Spricht man mit den Mitarbeitern des neuen Landesinstituts, wird aber schnell klar, dass das Projekt etwas bescheidener ist – und auch nicht sonderlich wahnsinnig. Auf den 18 000 Quadratmetern Bürofläche am Fürstenbrunner Weg in Westend soll künftig ein Großteil der Ausbildung von Berliner Referendaren stattfinden. Auch Fort- und Weiterbildungsangebote für Lehrkräfte, die schon an den Schulen sind, sollen in dem Gebäude unterkommen. Auch die sogenannten Seiteneinsteiger, die kein Schulfach studiert haben, sollen hier für den Schuldienst vorbereitet werden. Quereinsteiger und Lehramtsstudierende sollen dagegen weiterhin an den Unis ausgebildet werden.
Die Zentralisierung, die das neue Institut bringen soll, ist also zunächst vor allem eine räumliche. Bislang fanden die rund 6000 Kurse und Seminare, die die Senatsbildungsverwaltung für Lehrkräfte anbietet, an dezentralen Standorten statt. Einen beträchtlichen Teil dieser Standorte wird es wohl auch weiterhin trotz der Eröffnung des Bliqs geben. Wie viele genau, weiß aktuell noch niemand. Gerade müssen die Institutsmitarbeiter erst mal in das neue Gebäude einziehen, vor März werden wohl keine Kurse dort stattfinden können.
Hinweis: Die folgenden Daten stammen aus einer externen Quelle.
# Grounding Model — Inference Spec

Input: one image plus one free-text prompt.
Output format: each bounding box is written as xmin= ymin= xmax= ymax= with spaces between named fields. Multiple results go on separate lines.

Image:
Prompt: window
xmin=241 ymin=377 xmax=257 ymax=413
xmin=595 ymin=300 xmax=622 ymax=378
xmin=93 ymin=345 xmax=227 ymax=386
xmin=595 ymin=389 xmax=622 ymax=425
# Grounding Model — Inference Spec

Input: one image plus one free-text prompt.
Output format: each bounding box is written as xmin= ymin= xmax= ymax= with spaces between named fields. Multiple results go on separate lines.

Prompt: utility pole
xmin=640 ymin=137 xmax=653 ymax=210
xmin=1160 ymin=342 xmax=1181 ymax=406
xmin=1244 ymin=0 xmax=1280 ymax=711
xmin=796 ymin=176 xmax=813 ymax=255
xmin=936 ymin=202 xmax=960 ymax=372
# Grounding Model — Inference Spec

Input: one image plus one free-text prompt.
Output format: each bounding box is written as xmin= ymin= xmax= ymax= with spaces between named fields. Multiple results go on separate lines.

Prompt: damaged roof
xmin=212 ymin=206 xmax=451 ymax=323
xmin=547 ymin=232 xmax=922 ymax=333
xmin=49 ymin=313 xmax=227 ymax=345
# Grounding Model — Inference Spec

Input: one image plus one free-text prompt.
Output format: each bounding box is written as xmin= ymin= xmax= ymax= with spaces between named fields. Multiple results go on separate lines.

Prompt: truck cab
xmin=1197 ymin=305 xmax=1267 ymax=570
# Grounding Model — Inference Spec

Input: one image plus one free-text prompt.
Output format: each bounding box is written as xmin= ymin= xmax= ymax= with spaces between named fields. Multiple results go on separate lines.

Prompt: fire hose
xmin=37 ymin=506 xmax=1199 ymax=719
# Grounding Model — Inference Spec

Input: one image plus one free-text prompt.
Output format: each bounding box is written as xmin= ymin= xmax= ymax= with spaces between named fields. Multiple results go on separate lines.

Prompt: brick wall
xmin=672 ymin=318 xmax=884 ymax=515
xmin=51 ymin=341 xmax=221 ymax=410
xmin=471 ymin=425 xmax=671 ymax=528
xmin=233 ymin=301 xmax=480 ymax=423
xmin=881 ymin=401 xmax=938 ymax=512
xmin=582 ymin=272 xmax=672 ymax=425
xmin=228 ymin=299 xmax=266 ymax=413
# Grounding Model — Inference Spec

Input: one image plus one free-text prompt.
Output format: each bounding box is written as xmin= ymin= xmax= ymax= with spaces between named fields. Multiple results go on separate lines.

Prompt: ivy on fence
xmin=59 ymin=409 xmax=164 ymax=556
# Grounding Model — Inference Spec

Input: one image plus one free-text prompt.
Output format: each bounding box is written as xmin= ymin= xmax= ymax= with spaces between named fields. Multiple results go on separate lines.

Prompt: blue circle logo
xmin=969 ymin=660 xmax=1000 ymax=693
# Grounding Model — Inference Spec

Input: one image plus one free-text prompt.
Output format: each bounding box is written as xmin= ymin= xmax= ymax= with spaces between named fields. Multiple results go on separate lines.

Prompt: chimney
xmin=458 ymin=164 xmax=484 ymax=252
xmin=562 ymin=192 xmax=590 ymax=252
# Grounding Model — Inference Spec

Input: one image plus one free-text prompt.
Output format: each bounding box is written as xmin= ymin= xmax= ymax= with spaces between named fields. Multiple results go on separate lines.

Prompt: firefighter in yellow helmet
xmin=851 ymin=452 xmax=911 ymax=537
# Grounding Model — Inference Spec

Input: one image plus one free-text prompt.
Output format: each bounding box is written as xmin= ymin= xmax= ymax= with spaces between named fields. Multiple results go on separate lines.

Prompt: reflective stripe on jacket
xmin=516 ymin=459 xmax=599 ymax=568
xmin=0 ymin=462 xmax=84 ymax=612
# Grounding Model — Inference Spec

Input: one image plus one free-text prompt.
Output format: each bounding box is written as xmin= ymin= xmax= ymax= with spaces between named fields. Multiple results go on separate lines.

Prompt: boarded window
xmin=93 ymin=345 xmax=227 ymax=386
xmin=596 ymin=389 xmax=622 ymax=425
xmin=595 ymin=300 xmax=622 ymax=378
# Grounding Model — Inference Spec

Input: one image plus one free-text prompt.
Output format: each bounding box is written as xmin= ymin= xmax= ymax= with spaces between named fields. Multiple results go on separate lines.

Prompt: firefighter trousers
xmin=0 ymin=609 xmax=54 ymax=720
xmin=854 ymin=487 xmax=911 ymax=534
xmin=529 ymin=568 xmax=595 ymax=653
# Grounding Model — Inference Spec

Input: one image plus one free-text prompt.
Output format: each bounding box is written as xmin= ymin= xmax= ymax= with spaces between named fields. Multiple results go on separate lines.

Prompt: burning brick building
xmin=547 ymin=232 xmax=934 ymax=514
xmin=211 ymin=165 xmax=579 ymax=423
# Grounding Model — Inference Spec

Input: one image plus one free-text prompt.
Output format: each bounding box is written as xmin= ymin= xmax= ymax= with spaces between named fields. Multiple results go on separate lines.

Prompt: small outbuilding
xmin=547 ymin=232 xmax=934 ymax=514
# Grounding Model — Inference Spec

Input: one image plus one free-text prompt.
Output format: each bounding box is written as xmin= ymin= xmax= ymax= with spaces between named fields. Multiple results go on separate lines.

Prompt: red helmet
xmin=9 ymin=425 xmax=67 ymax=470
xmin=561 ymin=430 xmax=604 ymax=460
Die größte organisatorische Neuerung, die mit dem neuen Landesinstitut einhergeht, wird erst im kommenden Jahr greifen: Dann sollen die sogenannten Fachseminare, die bislang die Ausbildung von Referendaren übernommen haben, aufgelöst werden und die Ausbildung auf »Module« am Bliq umgestellt werden. »Wir wollen eine noch intensivere Betreuung der Lehramtsanwärter schaffen«, sagte Bildungssenatorin Günther-Wünsch bei der Bliq-Eröffnung. Unter Lehrkräften ist die Umstellung allerdings umstritten. Die Fachseminare gelten eigentlich als bewährte, fachnahe Ausbildung für die angehenden Lehrer.
Aus- und Weiterbildung soll nicht die einzige Aufgabe des Bliq bleiben: Auch die Qualitätsentwicklung soll künftig bei dem neuen Landesinstitut angesiedelt werden. Bislang übernahm das ein gemeinsames Institut der zwei Bundesländer Brandenburg und Berlin, das zum Ende des vergangenen Jahres aufgelöst wurde. »Keine Maßnahme kann ohne Diagnose erfolgen«, sagte Bliq-Direktorin Katy Pîrjol. Bildungssenatorin Günther-Wünsch sprach von »evidenzbasierter Evaluation«.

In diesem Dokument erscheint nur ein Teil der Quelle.